Rocky serisinin belki de en sevilen filmi olan Rocky IV'te, Rocky Balboa'nın azılı rakibi Ivan Drago rolüyle hafızalara kazınan Dolph Lundgren, yıllardır gizlice kanserle mücadele ettiğini söyledi.
   In Depth With Graham Bensinger adlı televizyon programına konuk olan 65 yaşındaki Lundgren, doktorların 2015'te böbreğinde tümör bulduğunu belirtti. İsveçli aktör, o zamandan beri sessizce kanserle savaştığını söyledi.
   2020'de reflü olduğunu sandığını anlatan oyuncu, gerçekteyse tümörünün yayıldığını öğrendiğini aktardı. Ünlü oyuncu, vücuduna yayılan kanserli hücrelerin ameliyatla alındığını ifade etti.
   Yöneteceğim ve başrolünde oynayacağım bir film vardı. Alabama'da çekimlere hazırlanırken doktor beni aradı ve karaciğerimde bir tümör daha bulduklarını söyledi.
   Ben de 'Oh tamam' dedim. O anda bunun ciddi bir şey olduğunu anlamaya başladım.
   Lundgren, doktorun kendisine tümörün ameliyat edilemeyecek kadar büyüdüğünü söylediğini de ekledi. Bu, Lundgren'in nişanlısı Emma Krokdal'ın söylediğine göre korkunç yan etkileri olan farklı bir tedavi anlamına geliyordu.

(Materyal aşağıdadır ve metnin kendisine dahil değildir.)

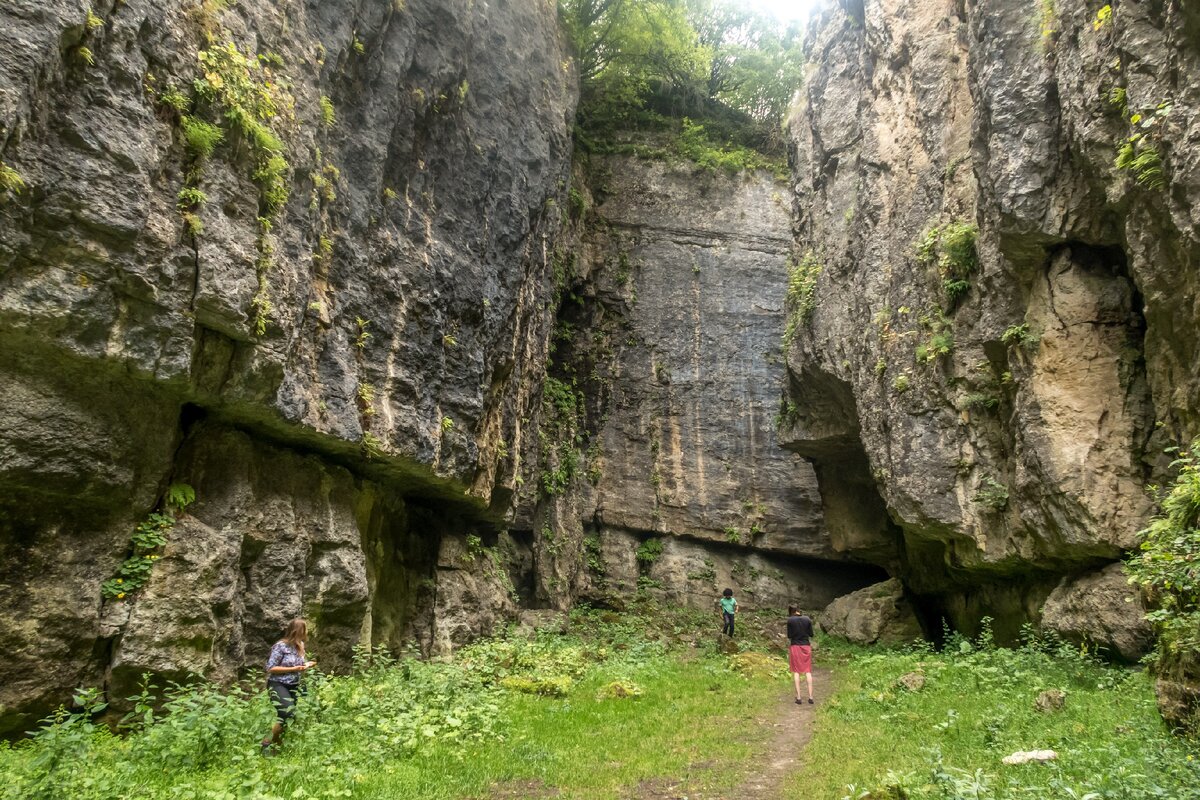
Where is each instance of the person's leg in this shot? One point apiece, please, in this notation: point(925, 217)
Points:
point(283, 698)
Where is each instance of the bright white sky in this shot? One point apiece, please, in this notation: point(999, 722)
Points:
point(785, 10)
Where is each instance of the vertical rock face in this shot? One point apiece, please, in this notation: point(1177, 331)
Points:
point(673, 342)
point(999, 304)
point(336, 374)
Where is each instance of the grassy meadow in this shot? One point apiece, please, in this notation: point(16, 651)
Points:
point(634, 705)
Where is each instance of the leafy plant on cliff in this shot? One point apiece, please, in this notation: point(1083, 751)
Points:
point(148, 539)
point(11, 180)
point(1140, 154)
point(952, 250)
point(802, 293)
point(1167, 564)
point(991, 494)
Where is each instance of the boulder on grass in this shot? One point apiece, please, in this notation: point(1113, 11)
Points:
point(876, 614)
point(1101, 608)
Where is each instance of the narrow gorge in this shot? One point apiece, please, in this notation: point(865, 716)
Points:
point(433, 361)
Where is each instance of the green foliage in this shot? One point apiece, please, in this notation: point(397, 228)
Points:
point(709, 59)
point(991, 494)
point(1167, 565)
point(802, 293)
point(234, 85)
point(939, 337)
point(952, 248)
point(1143, 158)
point(371, 446)
point(201, 137)
point(364, 335)
point(148, 537)
point(179, 495)
point(876, 739)
point(1019, 336)
point(191, 198)
point(328, 114)
point(648, 552)
point(11, 180)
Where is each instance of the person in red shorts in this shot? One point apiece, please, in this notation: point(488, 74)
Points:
point(799, 654)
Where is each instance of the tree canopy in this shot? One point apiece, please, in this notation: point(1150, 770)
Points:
point(706, 59)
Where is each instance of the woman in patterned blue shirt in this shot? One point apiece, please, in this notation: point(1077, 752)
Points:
point(283, 669)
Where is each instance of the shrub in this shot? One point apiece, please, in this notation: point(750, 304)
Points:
point(991, 494)
point(649, 551)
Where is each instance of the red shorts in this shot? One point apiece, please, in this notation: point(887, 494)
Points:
point(799, 657)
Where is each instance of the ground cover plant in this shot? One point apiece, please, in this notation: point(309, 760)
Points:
point(943, 735)
point(582, 711)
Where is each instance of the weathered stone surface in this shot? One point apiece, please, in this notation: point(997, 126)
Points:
point(1101, 609)
point(408, 284)
point(880, 613)
point(670, 332)
point(1006, 461)
point(1051, 699)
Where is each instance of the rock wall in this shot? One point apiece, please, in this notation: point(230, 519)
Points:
point(340, 374)
point(1006, 403)
point(670, 332)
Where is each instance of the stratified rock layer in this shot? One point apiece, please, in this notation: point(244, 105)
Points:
point(340, 388)
point(671, 331)
point(1007, 423)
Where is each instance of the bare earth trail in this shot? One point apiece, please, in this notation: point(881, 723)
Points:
point(780, 756)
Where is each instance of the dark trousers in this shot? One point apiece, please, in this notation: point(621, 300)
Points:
point(283, 698)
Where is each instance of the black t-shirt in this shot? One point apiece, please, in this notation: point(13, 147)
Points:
point(799, 629)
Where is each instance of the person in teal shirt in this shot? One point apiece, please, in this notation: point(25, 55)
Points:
point(729, 608)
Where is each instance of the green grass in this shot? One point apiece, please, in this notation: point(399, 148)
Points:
point(875, 739)
point(475, 727)
point(436, 731)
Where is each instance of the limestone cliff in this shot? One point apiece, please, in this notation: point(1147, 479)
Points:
point(294, 256)
point(667, 353)
point(1000, 198)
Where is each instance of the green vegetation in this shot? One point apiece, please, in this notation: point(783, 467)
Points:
point(1140, 154)
point(145, 543)
point(726, 72)
point(234, 88)
point(328, 114)
point(952, 248)
point(201, 137)
point(945, 741)
point(1019, 336)
point(561, 453)
point(1167, 566)
point(11, 180)
point(802, 293)
point(991, 494)
point(581, 715)
point(648, 552)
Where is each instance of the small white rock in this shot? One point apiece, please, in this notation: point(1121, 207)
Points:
point(1026, 756)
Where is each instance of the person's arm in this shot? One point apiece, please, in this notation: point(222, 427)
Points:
point(275, 668)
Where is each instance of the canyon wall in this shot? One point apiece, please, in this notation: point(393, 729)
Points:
point(669, 346)
point(295, 257)
point(996, 346)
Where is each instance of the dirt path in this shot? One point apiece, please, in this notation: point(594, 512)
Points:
point(780, 755)
point(783, 753)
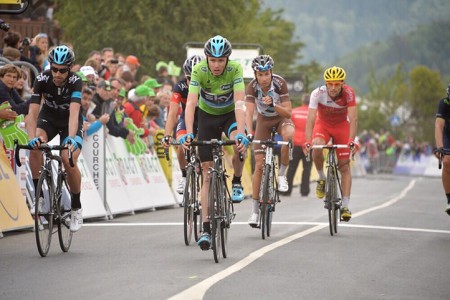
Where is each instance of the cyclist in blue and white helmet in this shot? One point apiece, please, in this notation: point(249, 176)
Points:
point(189, 63)
point(218, 46)
point(61, 55)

   Ağzı, eleri, ayakları ağrıyordu ve sıcak, soğuk ya da baharatlı hiçbir şey yiyemiyordu. Yemek yemekte zorlanıyordu ve çok kilo verdi.
   Lundgren, doktorunun kendisine "biraz ara vermesini ve ailesiyle daha fazla zaman geçirmesini" söylediğini anlattı.
   Ben de ona 'Sence ne kadar ömrüm kaldı?' diye sordum. Sanırım iki ya da üç yıl dedi ama sesinden muhtemelen daha az kaldığını düşündüğü anlaşılıyordu.
   Hayatınıza bakıp 'Harika bir yaşamım oldu' diyorsunuz. Zaten bir ömüre beş ömür sığdırdım.
   Yani acı çekiyor değildim. Sadece bilirsiniz, çocuklarım, nişanlım ve çevrenizdeki insanlar için üzülmek gibiydi.
   Lundgren, başka bir onkologdan daha fikir almaya karar verdiğini ve Dr. Alexandra Drakaki'den ikinci bir görüş aldığını anlattı. Drakaki, kanseri ilaçla tedavi edilebilir hale getiren bir mutasyon buldu ve bu da tümörlerin yüzde 90 oranında küçülmesine yardımcı oldu.
   Artık hayata farklı baktığını söyleyen Lundgren, nasıl hissettiğini anlatırken duygulandı.